The treaty deals largely with two issues: (1) more details on the removal of existing internal EU bits and (2) the handling of new, pending and closed arbitration procedures. Third, investors may ultimately attempt to challenge whether the termination agreement can have a retroactive effect under international law on ongoing arbitration proceedings and even on future arbitration proceedings, which are introduced under so many sunset clauses (i.e. ILO clauses that extend the protection of that contract after termination) – which the termination contract also provides for an end. It is interesting to note that the whistleblowing agreement only requires the ratification of two Member States to enter into force. In addition, the provisional application of the termination agreement is provided for. The Sunset clauses allow the ILO to remain in operation for a certain period of time after their termination and thus to protect investments made before the end of this ILO (often for an additional 10 or 20 years). Although the text of the termination contract has not yet been officially published, a draft contract has been disclosed and will be used for the analysis below. “For investments made prior to the termination date of this agreement, the above articles remain applicable for a period of fifteen years from that date.” 14. In the event of an agreement on the terms of the transaction, the parties to the proceedings will immediately accept these legally binding conditions. The terms of the transaction: 8. The mediator is appointed by mutual agreement by the investor and the contracting party concerned as intimating in the pending arbitration procedure. He is chosen from among those whose independence and impartiality are beyond doubt and who have the requisite qualifications, including an in-depth knowledge of EU law.
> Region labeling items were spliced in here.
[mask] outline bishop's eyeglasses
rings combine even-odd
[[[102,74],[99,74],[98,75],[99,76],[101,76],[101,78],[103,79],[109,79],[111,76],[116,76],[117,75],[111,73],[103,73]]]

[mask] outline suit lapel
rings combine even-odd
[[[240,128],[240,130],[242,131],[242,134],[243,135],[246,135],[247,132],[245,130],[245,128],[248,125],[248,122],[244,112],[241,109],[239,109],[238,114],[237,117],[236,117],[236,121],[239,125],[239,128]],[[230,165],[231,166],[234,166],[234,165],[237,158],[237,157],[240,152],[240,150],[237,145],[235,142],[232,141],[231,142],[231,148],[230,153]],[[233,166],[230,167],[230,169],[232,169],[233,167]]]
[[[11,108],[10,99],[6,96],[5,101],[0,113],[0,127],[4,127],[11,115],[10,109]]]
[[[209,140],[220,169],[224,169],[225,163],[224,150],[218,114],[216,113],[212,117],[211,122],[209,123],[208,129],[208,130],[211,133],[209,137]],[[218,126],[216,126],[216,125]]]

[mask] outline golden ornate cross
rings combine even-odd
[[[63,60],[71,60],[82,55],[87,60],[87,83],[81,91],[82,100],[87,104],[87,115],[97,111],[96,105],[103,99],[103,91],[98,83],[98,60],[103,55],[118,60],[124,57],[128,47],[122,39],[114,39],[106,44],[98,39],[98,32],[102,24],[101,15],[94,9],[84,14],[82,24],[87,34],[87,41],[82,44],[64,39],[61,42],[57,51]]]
He cannot be a national of the Member State in which the investment took place or of the investor`s home Member State and must not be in conflict of interest. In the absence of a mutual agreement on the election of the impartial ombudsman within one month of the opening of the settlement procedure, the investor or party concerned acting as a respondent in the pending arbitration proceeding asks the Director General of the European Commission`s legal department to appoint a former member of the European Court of Justice who , after hearing from any party to the dispute, appoint a person who meets the criteria set out in this paragraph. Appendix D establishes an indicative fee structure for the intermediary. With regard to pending arbitration procedures, the termination agreement provides for a “structured dialogue” between the investor and the EU Member State (Article 9). To access this amicable resolution mechanism, investors must withdraw their debts before entering into negotiations. However, the State concerned is not required to participate in negotiations or to conclude a transaction agreement. This does not make this mechanism particularly attractive to investors involved in ongoing internal EU arbitration proceedings. 2. In addition, this agreement does not interfere with an agreement on an out-of-court settlement of an arbitration dispute initiated before 6 March 2018. Given that ECT is also engaged in modernisation negotiations, the EU could almost at once redefine the settlement of investor-state disputes within the European region.
Given that the COVID 19 pandemic is expected to result in an unknown increase in investment contract disputes (such as being discussed in the archives of this blog on COVID-19), the removal of the internal ILO in the EU has the added advantage of avoiding the possible liability of traditional ISDS channels within the EU.